Nevertheless, uncertainty reigns, especially in the wake of the federal government shutdown. With last week’s Congressional approval of a package to keeps federal agencies running through March 23rd, the date of certainty has now been pushed off while House and Senate appropriators in Washington, D.C. work on final 2018 spending bills. The package suspends the debt ceiling through March 1, 2019, provides $89.3 billion in disaster aid, and extends a number of expired tax provisions, including a Jan. 1, 2022 extension of the rum cover-over for Puerto Rico and the U.S. Virgin Islands, which is projected to generate an estimated $900 million for the two U.S. territories. In addition, a related tax provision calls for all low-income communities in Puerto Rico to be treated as qualified opportunity zones. The disaster aid includes $4.9 billion to provide 100% federal funding for Medicaid health services for low-income residents of Puerto Rico and  the U.S. Virgin Islands for two years, $11 billion in CDBG block grants for the two territories, including $2 billion of CDBG money to rebuild Puerto Rico’s electrical grid—with Resident Commissioner Gonzalez reporting that, in total, $16.55 billion of the disaster aid is earmarked for Puerto Rico.

With the new allocations to mitigate last year’s natural disasters, the federal government has already authorized just over $140.7 billion within the past six months to be distributed mainly between Texas, Florida, California, Puerto Rico, and the US Virgin Islands—with Puerto Rico’s government projecting its share will be approximately $18 billion, plus access to a credit line of $4 billion—albeit, to access that line, the U.S. territory would be mandated to prove lack of liquidity. Of the total, almost $16 billion will surely go to the island from the funds allocated in the budget bill and to mitigate disasters—provided the territory complies with the conditions of both the federal government and the PROMESA Oversight Board. The projected package includes $4.8 billion for Medicaid and $11 billion for CDBG: last week, HUD Deputy Secretary Pamela Hughes Patenaude announced, during a visit to San Juan, that HUD will award $1.5 billion to help repair damaged houses and businesses. In addition, another $ 300 million, half of which would be allocated as a loan, has been allocated to match the FEMA project’s cost. The package includes $6 billion, funds under the U.S. Army Corps of Engineers, provided to U.S. electric companies to repair the power grid. FEMA has stated, moreover, its intent to grant an additional $13 billion to the island.

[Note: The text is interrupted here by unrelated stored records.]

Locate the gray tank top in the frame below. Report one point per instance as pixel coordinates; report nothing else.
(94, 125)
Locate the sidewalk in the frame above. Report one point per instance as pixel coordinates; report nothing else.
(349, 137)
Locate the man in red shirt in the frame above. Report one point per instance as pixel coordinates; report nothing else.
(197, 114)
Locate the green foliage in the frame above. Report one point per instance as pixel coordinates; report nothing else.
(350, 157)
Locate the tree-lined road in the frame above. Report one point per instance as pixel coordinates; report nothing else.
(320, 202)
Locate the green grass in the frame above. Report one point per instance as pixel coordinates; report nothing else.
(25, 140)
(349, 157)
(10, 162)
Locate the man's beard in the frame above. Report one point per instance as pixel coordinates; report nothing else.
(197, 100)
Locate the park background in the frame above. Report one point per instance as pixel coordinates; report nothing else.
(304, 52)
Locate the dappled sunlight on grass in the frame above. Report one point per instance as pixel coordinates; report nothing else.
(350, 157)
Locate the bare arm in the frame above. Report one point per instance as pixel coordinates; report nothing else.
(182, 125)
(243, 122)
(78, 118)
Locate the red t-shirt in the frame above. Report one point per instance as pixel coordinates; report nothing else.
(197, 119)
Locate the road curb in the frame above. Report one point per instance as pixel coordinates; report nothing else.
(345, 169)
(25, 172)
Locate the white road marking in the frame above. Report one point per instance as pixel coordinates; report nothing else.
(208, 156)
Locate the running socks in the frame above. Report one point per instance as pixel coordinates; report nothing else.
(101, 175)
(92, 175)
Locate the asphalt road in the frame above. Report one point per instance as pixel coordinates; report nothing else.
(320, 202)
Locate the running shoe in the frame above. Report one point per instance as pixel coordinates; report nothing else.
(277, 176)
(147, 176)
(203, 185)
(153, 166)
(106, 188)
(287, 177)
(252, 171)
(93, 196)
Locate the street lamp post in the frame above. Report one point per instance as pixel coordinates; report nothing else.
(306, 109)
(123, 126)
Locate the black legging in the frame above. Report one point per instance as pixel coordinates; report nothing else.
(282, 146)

Puerto Rico’s Federal Affairs Executive Director, Carlos Mercador, notes that an official damage estimate from federal agencies is still pending; Commissioner González notes that Congress’ next disasters relief resolution may be discussed in Congress between April and May, noting: “Speaker Paul Ryan told me that there is going to be a fourth bill on supplementary allocations for Puerto Rico, with specific projects for transportation and electric power.”